The drug level is at a toxic level, and the dosage needs to be reduced.
The patient's seizures should be under control if she is also taking a second antiepileptic drug.
The patient is at risk for seizures because the drug level is not at a therapeutic level.
The patient's seizures should be under control because this is a therapeutic drug level.
The Correct Answer is A
A. The drug level is at a toxic level, and the dosage needs to be reduced. Phenytoin has a narrow therapeutic range, and levels above 20 mcg/mL are considered to be in the toxic range.

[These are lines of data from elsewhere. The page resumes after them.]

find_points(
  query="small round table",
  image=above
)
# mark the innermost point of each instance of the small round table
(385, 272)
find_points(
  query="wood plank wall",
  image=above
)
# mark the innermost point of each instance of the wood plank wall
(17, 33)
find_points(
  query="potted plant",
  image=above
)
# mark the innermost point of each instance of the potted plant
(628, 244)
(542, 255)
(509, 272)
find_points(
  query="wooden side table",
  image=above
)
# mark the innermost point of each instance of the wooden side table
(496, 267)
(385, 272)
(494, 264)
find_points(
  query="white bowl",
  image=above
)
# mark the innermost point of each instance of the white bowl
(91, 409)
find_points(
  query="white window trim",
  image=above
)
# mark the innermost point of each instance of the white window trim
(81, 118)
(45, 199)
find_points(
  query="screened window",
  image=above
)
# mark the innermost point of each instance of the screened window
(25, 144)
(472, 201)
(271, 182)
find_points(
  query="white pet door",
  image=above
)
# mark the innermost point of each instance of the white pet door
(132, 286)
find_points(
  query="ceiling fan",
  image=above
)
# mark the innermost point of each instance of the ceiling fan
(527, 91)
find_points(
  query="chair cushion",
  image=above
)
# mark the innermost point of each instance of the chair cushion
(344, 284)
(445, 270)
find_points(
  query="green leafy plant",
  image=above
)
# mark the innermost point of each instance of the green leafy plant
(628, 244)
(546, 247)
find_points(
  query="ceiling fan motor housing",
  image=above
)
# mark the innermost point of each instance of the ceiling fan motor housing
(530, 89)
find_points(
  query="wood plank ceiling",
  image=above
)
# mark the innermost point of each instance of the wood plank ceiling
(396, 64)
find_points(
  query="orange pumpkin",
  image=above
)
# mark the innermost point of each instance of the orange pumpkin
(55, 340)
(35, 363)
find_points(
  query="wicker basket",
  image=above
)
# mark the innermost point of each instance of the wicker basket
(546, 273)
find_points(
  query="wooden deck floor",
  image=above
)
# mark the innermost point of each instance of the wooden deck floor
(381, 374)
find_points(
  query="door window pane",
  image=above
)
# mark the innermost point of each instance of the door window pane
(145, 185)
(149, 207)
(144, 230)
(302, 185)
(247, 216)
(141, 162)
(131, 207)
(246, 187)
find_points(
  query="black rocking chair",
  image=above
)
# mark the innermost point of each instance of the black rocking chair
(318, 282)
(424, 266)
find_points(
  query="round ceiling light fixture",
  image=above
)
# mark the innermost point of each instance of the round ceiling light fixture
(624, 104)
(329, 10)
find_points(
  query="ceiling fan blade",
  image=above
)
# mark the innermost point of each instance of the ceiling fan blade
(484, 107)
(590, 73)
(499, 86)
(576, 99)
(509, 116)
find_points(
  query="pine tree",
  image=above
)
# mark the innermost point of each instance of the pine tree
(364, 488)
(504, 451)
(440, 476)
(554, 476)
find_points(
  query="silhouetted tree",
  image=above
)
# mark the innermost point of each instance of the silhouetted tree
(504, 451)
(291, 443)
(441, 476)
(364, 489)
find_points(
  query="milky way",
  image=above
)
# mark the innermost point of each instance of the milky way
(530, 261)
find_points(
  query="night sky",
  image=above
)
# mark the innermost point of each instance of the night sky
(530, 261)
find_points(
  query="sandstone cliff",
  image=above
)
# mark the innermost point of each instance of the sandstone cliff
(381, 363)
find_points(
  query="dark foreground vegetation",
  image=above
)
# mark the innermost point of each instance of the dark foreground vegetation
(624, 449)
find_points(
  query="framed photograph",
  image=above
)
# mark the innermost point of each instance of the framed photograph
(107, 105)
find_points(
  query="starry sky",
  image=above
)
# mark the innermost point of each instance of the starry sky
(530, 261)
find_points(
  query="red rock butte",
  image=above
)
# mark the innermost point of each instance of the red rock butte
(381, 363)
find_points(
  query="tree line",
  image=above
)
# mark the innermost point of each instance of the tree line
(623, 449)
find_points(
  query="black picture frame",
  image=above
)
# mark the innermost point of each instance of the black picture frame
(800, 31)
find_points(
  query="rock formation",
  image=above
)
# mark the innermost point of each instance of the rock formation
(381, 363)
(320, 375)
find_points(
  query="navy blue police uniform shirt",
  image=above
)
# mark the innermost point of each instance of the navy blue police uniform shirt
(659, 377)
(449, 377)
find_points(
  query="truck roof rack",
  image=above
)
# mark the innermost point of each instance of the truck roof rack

Symptoms of phenytoin toxicity can include nystagmus, ataxia, slurred speech, and confusion. Therefore, if a patient's phenytoin level is 23 mcg/mL, the nurse should be concerned about potential toxicity and consult with the healthcare provider to adjust the dosage.
B. The patient's seizures should be under control if she is also taking a second antiepileptic drug.
While combination therapy with multiple antiepileptic drugs can help control seizures, a phenytoin level of 23 mcg/mL is still concerning for toxicity and requires intervention.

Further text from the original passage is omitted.